Internal compiler errors are almost never *your* fault, the compiler should gracefully handle most of what you throw at it. If you can build a minimum working example that would be handy (though note that GCC 4.9 is getting old now, and the branch is due to close permanently in the very near future, so unless this reproduces on 5/6/trunk we're probably past the point where it would get looked at and fixed).
Comment 6 Jeffrey Walton 2016-07-28 10:33:25 UTC
(In reply to James Greenhalgh from comment #5)
> (In reply to Jeffrey Walton from comment #4)
> > Thanks, and sorry to waste your time with it.
> > 
> > Before I spin up another report that wastes a lot time, does this look like
> > another issue with me (likely), or an issue with GCC (unlikely):
> > 
> > internal compiler error: in expand_shift_1, at expmed.c:2318
> >    result = (r1 != r2);
> > 
> > Here's a quick copy/paste of the relevant pieces.

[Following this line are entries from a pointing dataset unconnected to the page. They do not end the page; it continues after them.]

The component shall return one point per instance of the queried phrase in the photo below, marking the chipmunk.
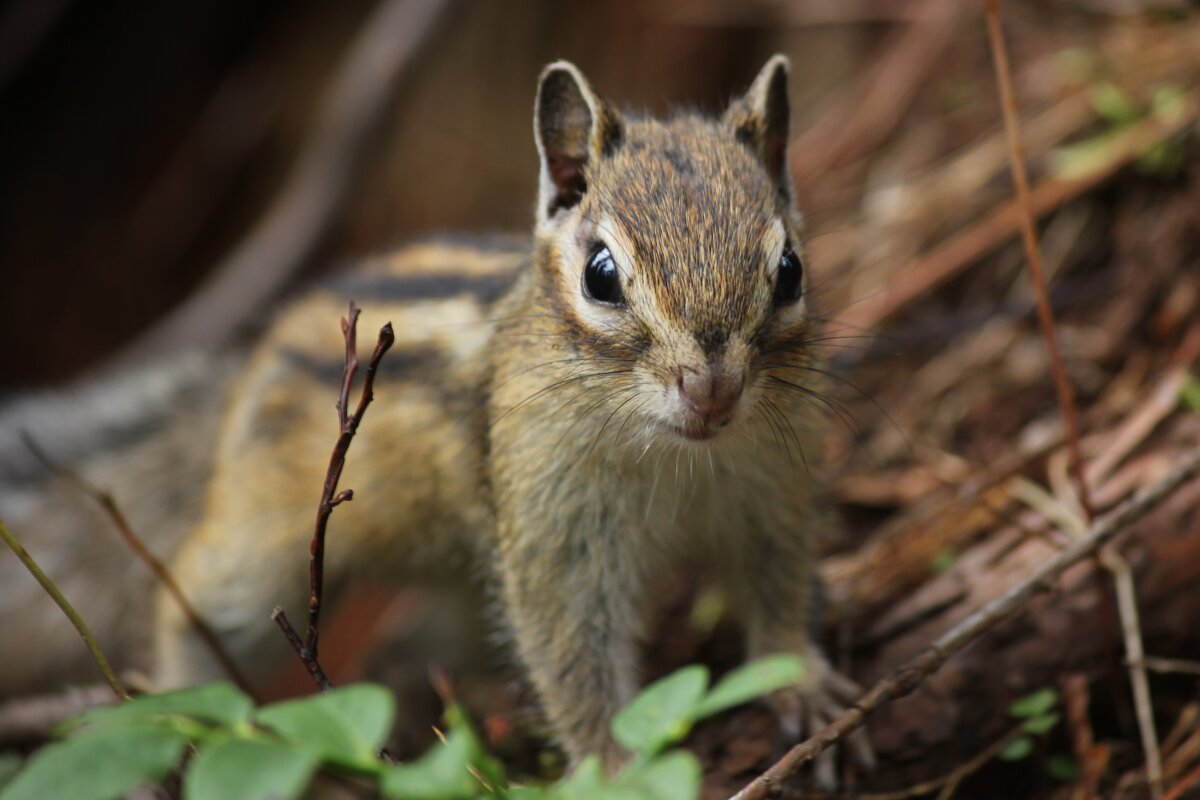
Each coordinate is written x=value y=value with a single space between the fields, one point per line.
x=630 y=389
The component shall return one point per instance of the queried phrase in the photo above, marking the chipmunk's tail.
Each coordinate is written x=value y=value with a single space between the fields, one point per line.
x=142 y=435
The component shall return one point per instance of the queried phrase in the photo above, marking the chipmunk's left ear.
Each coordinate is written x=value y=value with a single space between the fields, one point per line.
x=574 y=128
x=761 y=118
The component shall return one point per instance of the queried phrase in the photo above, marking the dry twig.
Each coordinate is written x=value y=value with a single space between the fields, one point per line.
x=160 y=570
x=89 y=641
x=330 y=498
x=1110 y=559
x=909 y=675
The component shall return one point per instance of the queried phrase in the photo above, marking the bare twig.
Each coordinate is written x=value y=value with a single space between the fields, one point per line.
x=69 y=609
x=323 y=176
x=1135 y=656
x=1075 y=701
x=330 y=497
x=1111 y=560
x=909 y=675
x=947 y=259
x=1033 y=253
x=160 y=570
x=315 y=669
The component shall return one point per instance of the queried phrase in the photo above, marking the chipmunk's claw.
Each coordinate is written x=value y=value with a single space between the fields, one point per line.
x=805 y=709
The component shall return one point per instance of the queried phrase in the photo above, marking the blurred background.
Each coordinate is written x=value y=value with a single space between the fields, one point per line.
x=141 y=142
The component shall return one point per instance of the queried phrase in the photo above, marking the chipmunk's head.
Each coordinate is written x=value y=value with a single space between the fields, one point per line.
x=670 y=252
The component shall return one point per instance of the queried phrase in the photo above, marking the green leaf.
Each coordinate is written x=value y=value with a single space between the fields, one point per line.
x=751 y=680
x=1062 y=768
x=1038 y=726
x=1113 y=103
x=664 y=711
x=673 y=776
x=217 y=703
x=586 y=781
x=249 y=769
x=1036 y=704
x=1189 y=394
x=439 y=775
x=97 y=764
x=1017 y=750
x=346 y=726
x=943 y=561
x=9 y=765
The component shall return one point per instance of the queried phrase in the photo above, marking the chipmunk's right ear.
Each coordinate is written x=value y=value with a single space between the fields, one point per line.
x=574 y=127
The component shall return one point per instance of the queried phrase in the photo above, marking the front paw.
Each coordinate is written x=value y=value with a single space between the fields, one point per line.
x=803 y=710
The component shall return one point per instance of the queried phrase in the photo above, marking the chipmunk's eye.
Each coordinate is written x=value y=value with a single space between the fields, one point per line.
x=790 y=280
x=601 y=282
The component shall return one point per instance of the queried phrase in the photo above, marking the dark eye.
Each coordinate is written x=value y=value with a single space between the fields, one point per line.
x=601 y=282
x=790 y=281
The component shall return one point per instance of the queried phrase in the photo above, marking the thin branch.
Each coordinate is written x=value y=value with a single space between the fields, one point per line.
x=69 y=609
x=315 y=669
x=330 y=497
x=1111 y=560
x=948 y=258
x=160 y=570
x=1033 y=253
x=323 y=176
x=909 y=675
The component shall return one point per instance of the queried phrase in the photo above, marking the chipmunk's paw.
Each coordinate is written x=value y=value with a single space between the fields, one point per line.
x=805 y=709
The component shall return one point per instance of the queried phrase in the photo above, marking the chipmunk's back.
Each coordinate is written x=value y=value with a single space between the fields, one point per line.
x=235 y=447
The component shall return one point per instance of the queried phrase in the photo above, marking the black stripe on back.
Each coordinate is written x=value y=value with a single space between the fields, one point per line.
x=399 y=364
x=365 y=287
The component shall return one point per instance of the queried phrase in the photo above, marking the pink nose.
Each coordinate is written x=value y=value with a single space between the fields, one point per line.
x=709 y=394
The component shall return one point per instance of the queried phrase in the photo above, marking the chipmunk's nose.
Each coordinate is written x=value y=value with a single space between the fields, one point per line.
x=711 y=392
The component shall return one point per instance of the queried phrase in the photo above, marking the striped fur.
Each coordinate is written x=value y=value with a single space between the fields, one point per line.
x=551 y=439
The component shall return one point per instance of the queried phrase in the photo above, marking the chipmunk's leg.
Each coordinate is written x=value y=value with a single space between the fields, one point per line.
x=233 y=575
x=570 y=596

I'll do the minimal
> > working example if needed.
> > 
> > 
> >     // Executed with a sig_handler guard
> >     volatile bool result = true;
> >     ...
> > 
> >     const poly64_t a1={1}, b1={2};
> >     const poly64x2_t a2={1}, b2={2};
> >     const poly128_t r1 = vmull_p64(a1, b1);
> >     const poly128_t r2 = vmull_high_p64(a2, b2);
> > 
> >     result = (r1 != r2);
> 
> Internal compiler errors are almost never *your* fault, the compiler should
> gracefully handle most of what you throw at it. If you can build a minimum
> working example that would be handy ...

OK, thanks. Done at https://gcc.gnu.org/bugzilla/show_bug.cgi?id=72738 .

> (though note that GCC 4.9 is getting old
> now, and the branch is due to close permanently in the very near future, so
> unless this reproduces on 5/6/trunk we're probably past the point where it
> would get looked at and fixed).

Yeah, it is a bit dated. Debian is still supplying 4.9 with Jessie stable, so its fairly ubiquitous. Its on nearly every test machine I have, including IoT gadgets like BeagleBones, CunieTrucks, Raspberry Pi's, Banana Pi's, and HiKeys.